The grizzly bear and gray wolf are also native to these forests, as well as much of the rest of Utah, but have been extirpated from the region due to overhunting, with grizzly bears having not been seen in Utah since 1922, when the last known individual, Old Ephraim, was shot and killed. Gray wolves have begun to return to Utah, primarily in the far northeastern reaches of state, where it borders Wyoming and Idaho. Both bears and wolves have been under threat, due primarily to the livestock industry which is an obstacle currently preventing their return.
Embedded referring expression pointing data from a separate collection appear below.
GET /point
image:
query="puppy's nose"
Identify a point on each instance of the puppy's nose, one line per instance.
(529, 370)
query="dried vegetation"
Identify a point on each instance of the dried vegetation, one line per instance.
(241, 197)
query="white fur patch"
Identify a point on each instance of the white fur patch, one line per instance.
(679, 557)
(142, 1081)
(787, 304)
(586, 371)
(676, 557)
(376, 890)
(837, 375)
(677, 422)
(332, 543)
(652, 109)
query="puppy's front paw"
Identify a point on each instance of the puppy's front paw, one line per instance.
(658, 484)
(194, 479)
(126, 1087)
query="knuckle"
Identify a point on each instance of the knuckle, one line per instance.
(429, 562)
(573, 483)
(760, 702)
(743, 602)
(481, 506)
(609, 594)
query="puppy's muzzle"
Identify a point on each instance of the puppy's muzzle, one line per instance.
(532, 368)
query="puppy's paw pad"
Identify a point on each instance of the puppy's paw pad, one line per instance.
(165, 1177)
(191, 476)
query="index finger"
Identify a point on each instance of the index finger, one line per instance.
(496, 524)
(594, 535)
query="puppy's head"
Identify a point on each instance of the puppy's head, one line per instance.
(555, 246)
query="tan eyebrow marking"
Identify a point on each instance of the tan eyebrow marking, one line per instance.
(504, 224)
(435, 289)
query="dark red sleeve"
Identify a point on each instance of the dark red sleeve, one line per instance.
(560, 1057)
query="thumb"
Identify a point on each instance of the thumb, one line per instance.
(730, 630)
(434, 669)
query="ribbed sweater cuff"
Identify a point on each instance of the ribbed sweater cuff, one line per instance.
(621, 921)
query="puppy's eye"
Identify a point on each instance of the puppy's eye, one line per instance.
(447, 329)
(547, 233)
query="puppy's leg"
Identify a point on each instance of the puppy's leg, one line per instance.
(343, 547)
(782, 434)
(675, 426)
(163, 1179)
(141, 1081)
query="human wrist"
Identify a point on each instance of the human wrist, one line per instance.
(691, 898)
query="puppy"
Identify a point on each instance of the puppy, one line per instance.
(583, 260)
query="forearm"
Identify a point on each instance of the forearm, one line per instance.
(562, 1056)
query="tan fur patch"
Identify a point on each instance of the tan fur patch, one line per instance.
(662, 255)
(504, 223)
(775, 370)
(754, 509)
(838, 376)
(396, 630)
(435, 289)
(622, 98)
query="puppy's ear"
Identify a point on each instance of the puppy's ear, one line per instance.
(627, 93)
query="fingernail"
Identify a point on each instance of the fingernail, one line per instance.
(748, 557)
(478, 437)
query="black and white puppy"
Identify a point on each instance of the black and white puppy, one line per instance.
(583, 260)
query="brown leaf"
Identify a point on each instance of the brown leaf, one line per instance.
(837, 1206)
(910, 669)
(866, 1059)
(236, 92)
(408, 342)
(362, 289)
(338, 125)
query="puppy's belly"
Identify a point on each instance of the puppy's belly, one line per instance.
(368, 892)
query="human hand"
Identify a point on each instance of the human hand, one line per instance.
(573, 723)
== Threats and preservation ==

The majority of this ecoregion has been greatly affected by livestock grazing, logging, mining, and recreational uses such as downhill skiing, and as a result, its conservation status is "critical/endangered". Very few areas are protected, and the largest area that is protected, the High Uintas Wilderness in northeastern Utah, mainly protects areas in the high alpine zone, with the more diverse montane and subalpine zones being almost entirely unprotected. The main threats to this ecoregion's integrity are motorised recreation, widespread livestock grazing and downhill skiing. This region has also been severely effected by mountain pine beetle outbreaks in the last decades, killing large swathes of forest.